Metadata-Version: 2.4
Name: plycast
Version: 0.1.2
Summary: Ingest text (txt/md/pdf/docx/images), translate, and synthesize audio.
Author: plycast contributors
License-Expression: MIT
Project-URL: Documentation, https://github.com/latoi-hub/plycast#readme
Project-URL: Repository, https://github.com/latoi-hub/plycast
Keywords: translation,tts,audiobook,library
Classifier: Programming Language :: Python :: 3
Classifier: Operating System :: OS Independent
Requires-Python: >=3.10
Description-Content-Type: text/markdown
License-File: LICENSE
Requires-Dist: pillow>=10.0
Requires-Dist: pytesseract>=0.3.10
Requires-Dist: typer>=0.12.0
Requires-Dist: rich>=13.0
Provides-Extra: docs
Requires-Dist: pypdf>=4.0; extra == "docs"
Requires-Dist: python-docx>=1.0; extra == "docs"
Provides-Extra: full
Requires-Dist: pypdf>=4.0; extra == "full"
Requires-Dist: python-docx>=1.0; extra == "full"
Provides-Extra: parler
Requires-Dist: numpy>=1.24; extra == "parler"
Requires-Dist: soundfile>=0.12; extra == "parler"
Requires-Dist: torch>=2.1.0; extra == "parler"
Requires-Dist: transformers>=4.41.0; extra == "parler"
Requires-Dist: parler-tts>=0.2.0; extra == "parler"
Provides-Extra: dev
Requires-Dist: pytest>=8.0; extra == "dev"
Dynamic: license-file

# plycast

[![Python](https://img.shields.io/badge/python-3.10+-blue.svg)](https://www.python.org/downloads/)
[![PyPI](https://img.shields.io/badge/PyPI-plycast-3775A9?logo=pypi&logoColor=white)](https://pypi.org/project/plycast/)
[![License: MIT](https://img.shields.io/badge/license-MIT-blue.svg)](LICENSE)
[![Open Source](https://img.shields.io/badge/open%20source-yes-success.svg)](LICENSE)
[![Version](https://img.shields.io/badge/version-0.1.2-informational.svg)](pyproject.toml)

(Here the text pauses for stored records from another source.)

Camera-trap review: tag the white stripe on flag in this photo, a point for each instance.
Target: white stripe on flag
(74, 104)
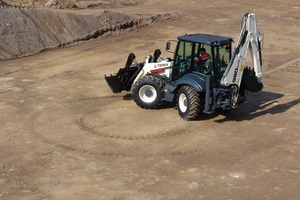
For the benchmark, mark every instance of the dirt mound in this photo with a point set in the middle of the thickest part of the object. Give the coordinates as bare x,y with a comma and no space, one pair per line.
26,31
73,4
2,3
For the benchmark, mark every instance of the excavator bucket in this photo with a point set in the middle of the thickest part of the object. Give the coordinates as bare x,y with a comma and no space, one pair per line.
125,76
250,81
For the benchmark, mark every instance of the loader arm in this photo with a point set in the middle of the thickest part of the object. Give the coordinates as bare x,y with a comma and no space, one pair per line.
250,39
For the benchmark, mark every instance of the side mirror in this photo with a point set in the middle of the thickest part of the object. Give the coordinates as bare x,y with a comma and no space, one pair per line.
168,46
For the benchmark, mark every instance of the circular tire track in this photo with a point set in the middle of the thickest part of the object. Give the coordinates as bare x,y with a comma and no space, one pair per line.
89,134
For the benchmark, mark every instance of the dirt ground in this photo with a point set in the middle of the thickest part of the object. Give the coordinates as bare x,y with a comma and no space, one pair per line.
65,135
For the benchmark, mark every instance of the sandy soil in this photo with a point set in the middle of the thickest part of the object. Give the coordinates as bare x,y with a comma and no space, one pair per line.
64,135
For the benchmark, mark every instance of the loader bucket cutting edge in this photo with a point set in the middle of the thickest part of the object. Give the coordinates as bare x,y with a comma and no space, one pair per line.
123,79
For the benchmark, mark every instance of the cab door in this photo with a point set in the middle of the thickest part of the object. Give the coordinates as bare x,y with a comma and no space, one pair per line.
183,59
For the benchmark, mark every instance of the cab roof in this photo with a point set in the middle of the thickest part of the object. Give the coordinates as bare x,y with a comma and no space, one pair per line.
207,39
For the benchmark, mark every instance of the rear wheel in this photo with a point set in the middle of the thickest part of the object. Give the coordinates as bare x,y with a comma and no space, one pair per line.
188,103
148,92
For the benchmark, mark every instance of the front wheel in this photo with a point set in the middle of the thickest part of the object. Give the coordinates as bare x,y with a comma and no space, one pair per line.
148,92
188,103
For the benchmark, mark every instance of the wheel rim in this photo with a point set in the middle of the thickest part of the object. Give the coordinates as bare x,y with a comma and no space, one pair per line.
147,93
182,102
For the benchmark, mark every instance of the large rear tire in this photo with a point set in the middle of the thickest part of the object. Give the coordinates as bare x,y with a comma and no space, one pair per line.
147,92
188,103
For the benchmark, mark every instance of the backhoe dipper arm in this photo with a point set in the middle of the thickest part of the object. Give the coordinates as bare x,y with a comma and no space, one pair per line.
250,38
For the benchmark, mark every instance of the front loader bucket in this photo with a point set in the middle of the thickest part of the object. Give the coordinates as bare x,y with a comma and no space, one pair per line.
125,76
250,81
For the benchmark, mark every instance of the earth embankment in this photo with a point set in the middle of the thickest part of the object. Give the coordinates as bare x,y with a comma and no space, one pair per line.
27,31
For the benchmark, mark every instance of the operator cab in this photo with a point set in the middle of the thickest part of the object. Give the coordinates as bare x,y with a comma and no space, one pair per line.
190,47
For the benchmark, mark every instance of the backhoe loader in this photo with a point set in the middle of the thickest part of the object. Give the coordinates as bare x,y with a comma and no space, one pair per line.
221,81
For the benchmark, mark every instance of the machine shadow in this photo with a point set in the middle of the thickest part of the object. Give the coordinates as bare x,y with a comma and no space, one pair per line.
258,104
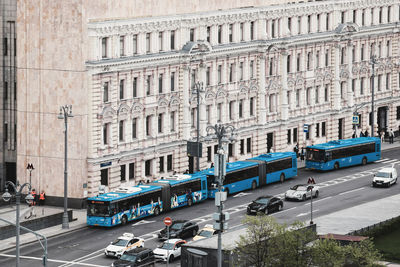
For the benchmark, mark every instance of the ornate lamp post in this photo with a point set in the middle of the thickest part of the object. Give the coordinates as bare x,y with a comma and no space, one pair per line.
6,197
65,113
224,134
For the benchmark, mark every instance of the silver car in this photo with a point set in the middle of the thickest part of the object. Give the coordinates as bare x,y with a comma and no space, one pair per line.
302,192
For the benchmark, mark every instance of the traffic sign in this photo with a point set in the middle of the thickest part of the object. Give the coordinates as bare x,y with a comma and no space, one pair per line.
356,119
167,221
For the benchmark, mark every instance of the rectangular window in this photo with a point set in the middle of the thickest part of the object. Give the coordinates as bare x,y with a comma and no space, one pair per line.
172,81
147,168
160,123
172,40
131,171
161,161
148,42
105,133
148,85
148,125
122,46
169,163
160,82
172,122
105,91
104,42
134,128
134,87
123,171
121,89
134,44
241,146
121,131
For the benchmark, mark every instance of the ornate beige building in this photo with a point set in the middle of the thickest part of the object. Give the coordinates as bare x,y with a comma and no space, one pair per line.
129,70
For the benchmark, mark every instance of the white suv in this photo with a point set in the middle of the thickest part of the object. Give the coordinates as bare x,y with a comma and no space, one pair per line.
385,177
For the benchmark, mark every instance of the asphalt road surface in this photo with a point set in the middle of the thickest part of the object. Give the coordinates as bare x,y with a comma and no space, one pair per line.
339,190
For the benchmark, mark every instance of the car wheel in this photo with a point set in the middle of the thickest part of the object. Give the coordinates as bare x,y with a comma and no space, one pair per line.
156,211
124,220
364,161
336,166
282,177
253,185
171,258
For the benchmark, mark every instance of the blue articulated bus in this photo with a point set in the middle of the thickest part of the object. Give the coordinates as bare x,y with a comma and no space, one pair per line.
254,172
343,153
136,202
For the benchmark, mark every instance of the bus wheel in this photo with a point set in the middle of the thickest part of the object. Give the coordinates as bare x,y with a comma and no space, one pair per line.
336,166
156,211
124,220
253,185
282,177
364,161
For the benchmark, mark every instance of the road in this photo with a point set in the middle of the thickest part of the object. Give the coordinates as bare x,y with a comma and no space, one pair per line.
339,190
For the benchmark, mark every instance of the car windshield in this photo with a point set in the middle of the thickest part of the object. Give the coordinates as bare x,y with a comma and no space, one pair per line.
167,246
128,257
177,226
205,233
263,201
383,174
120,242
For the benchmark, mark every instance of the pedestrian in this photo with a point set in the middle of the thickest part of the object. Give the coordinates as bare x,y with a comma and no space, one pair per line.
42,198
391,136
33,193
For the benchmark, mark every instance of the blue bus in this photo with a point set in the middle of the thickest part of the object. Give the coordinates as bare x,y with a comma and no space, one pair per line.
136,202
343,153
254,172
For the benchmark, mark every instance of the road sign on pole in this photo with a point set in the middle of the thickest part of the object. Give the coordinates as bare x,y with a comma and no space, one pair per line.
167,221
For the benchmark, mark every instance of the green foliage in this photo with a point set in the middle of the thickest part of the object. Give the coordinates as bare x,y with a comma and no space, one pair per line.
269,244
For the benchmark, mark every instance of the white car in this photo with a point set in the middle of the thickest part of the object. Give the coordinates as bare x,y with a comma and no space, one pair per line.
385,177
170,250
302,192
126,242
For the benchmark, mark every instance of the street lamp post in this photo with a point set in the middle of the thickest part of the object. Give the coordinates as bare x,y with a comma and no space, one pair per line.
198,88
373,62
30,168
65,113
220,132
6,197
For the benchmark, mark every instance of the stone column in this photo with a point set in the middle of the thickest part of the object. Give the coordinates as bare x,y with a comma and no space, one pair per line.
261,89
284,88
336,90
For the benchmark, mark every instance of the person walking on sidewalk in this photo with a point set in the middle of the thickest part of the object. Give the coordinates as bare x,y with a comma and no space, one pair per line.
391,136
42,198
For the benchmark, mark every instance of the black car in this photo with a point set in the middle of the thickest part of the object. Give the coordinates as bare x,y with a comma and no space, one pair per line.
179,229
265,204
136,257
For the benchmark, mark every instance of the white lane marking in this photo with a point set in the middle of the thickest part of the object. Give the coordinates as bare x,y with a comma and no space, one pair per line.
50,260
351,191
316,201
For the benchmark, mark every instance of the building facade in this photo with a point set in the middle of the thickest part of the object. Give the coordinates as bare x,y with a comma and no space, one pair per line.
268,70
8,84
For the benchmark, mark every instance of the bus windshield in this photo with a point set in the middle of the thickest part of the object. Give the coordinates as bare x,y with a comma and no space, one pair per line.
99,209
315,155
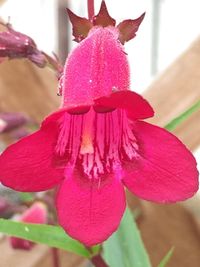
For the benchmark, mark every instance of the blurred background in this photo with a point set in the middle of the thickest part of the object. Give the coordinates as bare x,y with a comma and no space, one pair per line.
165,67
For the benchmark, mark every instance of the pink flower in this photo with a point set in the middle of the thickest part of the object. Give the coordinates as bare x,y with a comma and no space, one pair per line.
97,143
37,213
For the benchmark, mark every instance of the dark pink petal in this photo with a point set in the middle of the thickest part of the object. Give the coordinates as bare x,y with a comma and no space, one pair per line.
165,170
135,105
90,210
103,18
128,28
37,213
81,109
27,164
81,26
95,67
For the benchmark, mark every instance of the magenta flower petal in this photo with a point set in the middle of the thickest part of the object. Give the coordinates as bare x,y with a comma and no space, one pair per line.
164,171
27,164
90,209
135,105
95,67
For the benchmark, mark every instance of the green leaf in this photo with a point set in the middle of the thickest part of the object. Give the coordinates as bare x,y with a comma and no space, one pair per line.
125,247
178,120
166,259
53,236
26,197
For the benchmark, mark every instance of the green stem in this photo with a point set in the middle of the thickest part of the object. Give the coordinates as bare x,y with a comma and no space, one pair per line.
90,9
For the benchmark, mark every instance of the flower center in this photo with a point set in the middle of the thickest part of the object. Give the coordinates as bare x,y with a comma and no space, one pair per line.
96,143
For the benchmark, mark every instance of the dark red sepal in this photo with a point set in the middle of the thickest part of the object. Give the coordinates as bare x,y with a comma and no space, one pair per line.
128,28
81,26
134,104
103,18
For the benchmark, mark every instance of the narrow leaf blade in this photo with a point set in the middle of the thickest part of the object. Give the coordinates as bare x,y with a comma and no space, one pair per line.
125,247
181,118
50,235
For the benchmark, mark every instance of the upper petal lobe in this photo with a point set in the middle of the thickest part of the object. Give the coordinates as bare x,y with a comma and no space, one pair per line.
165,170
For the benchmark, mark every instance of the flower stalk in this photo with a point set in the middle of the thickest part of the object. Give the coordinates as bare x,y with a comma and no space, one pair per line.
90,9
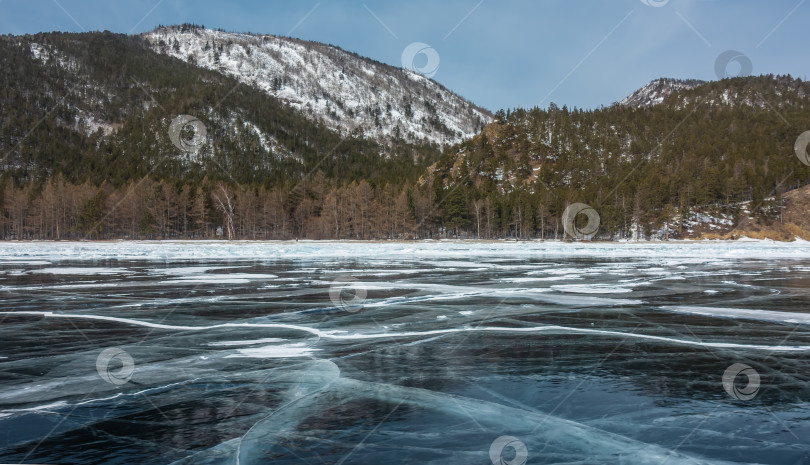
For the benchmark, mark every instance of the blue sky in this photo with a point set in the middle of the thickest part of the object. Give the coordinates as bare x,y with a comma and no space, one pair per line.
499,54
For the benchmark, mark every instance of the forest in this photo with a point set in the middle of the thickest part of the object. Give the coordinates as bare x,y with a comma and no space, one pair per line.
87,155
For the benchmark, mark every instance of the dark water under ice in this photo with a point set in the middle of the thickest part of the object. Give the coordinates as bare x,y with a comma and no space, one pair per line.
411,359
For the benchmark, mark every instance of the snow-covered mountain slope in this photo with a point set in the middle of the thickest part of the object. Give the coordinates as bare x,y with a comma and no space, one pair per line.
344,91
656,91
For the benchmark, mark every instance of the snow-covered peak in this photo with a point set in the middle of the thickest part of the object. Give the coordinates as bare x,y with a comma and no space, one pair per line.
345,92
657,91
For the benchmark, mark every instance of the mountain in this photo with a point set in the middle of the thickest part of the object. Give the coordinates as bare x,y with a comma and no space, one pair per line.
111,136
720,143
343,91
657,91
100,107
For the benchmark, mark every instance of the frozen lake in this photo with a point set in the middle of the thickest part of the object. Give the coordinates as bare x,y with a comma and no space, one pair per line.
404,353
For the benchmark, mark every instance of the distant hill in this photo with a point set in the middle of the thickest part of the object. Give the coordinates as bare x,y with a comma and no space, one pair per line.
657,91
342,90
669,152
187,132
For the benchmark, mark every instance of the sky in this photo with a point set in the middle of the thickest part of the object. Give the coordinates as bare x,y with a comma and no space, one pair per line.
496,53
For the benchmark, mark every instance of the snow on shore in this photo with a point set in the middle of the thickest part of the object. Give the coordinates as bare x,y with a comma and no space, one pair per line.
14,252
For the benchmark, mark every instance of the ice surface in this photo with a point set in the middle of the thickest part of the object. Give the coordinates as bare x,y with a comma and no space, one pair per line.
586,353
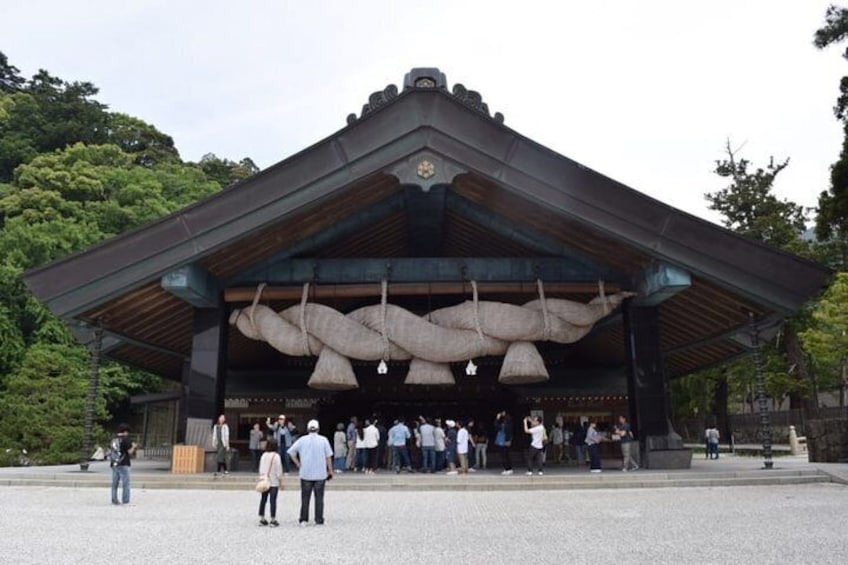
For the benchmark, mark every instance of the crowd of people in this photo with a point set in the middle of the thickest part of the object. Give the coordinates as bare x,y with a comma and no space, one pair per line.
424,444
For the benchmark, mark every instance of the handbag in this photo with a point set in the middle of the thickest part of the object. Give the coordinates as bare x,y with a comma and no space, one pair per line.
263,484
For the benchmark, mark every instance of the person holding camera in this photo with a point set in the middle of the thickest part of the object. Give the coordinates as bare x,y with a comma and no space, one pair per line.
313,456
121,466
593,442
533,426
503,439
221,443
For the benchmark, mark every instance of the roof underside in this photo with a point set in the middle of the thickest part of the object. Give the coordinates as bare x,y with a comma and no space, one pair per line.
552,207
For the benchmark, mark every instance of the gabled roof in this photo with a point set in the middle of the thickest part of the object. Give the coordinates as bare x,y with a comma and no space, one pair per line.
494,177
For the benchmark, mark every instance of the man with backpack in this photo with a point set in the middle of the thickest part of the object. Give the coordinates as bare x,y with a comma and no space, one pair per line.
119,458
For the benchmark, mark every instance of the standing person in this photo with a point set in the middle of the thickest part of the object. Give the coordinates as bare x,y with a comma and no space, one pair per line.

Convert books into multilingual audiobooks with context-aware LLM translation and text-to-speech.
Turn PDF, DOCX, images, or text → translate → generate audio (MP3) in one pipeline.

## 🚀 At a glance

- 📚 Convert documents into **translated audiobooks**
- 🌍 Multilingual support with LLM-based translation
- 🧠 More natural, context-aware wording (better for listening)
- 🔌 Open-source, local-first, BYOK-friendly


---

## Table of contents

- [About](#about)
- [Installation](#installation)
- [Features](#features)
- [Documentation](#documentation)
- [Contributing](#contributing)
- [License](#license)

## About

**What it’s for**

- One workflow from a **file on disk** to **translated text** and **audio**—no need to chain many tools by hand.
- Fits **drafts, articles, chapters**, or **scans** you’d rather **listen to** in another language.

**How you use it**

- **Terminal:** run the **`plycast`** command for quick jobs.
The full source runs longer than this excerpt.